Church of Wells: The Elders speak

War of words pits church against the parents of an Arkansas woman


WELLS — The Church In the Community

But what is a cult? A group that promotes exploitation? Thought reform?

Many reporters have used terms such as  “cult” and “compound” in regard to the Church of Wells — invoking images of the Branch Davidians, Heaven's Gate, or even the Manson Family.

The very definition of "cult" is a derogatory term for religious groups whose beliefs or practices differ from the norm, yet there is not a clear or consistent definition.

Perhaps techniques used in writing horror stories need to stay there. In his book "Misunderstanding Cults: Searching for Objectivity in a Controversial Field," contributor Julius H. Rubin contends that the term "cult" has far too often been used to discredit certain groups "in the court of public opinion."

And who are these Church of Wells parishioners?

Believers, certainly.

Many are street preachers, aggressive evangelists out to save souls.

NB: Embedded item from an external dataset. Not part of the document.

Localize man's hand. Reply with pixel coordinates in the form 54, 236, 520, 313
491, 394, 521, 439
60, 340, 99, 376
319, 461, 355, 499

As of the 2010 census there were 790 people in the town of Wells. According to the elders, the Church of Wells has roughly 50 parishioners living in 20 dwellings around town. The church itself was moved from Arlington to Wells and followed by so many members because it was more profitable to create jobs in East Texas than scour the Dallas-Fort Worth Metroplex for them — many times to no avail.

The in-town businesses are co-owned by church members. In addition to the store, there is a lumberyard, a saw mill and a land scapeing business. Also, food is available to be delivered from the store to any local residence.

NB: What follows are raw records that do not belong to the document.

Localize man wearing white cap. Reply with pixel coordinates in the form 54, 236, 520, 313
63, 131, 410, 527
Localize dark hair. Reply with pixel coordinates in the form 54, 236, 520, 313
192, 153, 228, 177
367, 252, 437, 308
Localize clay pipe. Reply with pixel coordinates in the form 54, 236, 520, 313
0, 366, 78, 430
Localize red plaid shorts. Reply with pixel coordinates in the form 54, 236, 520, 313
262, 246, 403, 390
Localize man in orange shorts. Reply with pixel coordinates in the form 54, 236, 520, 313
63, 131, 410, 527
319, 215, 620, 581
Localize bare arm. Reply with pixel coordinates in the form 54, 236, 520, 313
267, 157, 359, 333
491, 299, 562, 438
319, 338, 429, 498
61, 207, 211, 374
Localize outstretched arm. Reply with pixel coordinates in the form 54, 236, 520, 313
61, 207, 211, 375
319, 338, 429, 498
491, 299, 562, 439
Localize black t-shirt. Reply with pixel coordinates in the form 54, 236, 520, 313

There has been a lot of scuttlebutt on the Groves' Facebook page regarding Wells residents who don't want the church in their town. But for all intents and purposes, the only real grocery store in town in church-affiliated. It was not immediately clear if there are any competing paper mills in the area, but the one affiliated with the church is very prominent.

This shop, R&R Mercantile, has the appearance of being much smaller from the road but has a very deep design with lots and lots of room. Management reports a huge meat clientele — people from all about town and beyond.

In addition to selling groceries, the church's local grocery store does good business as a gas station and even has special days during which discounts on fuel are available.

"East Texas is big on diesel trucks like loggers use," a store manager said. "The sawmill we have in back is relatively new. We have a lot of specialty items.

Elders of the church often preach on campuses such as Stephen F. Austin State University. Each enrolls in at least one class there so they will be allowed on campus.

They see theirs as an educational path they can help provide to other believers. They say it comes from a lack of essential instruction in other religions. They worry that many practice what they describe as "Church-Ianity," which is more of a country club than a real place to worship.

Elders go as far as the describe other Christian church as "asleep."

“We never heard the essentials of the gospel,” Elder Sean Morris said.  “This is our path, so that others will know the truth of the scripture.”

As for Catherine Grove, who elders said was declining to be interviewed, there is much work to be done, Sean Morris said. She seems to be fine physically and emotionally but is still working on her spiritual health.

“She isn't doing spiritually well,” Morris said. “It has been a great grief that the media has misrepresenting her condition.”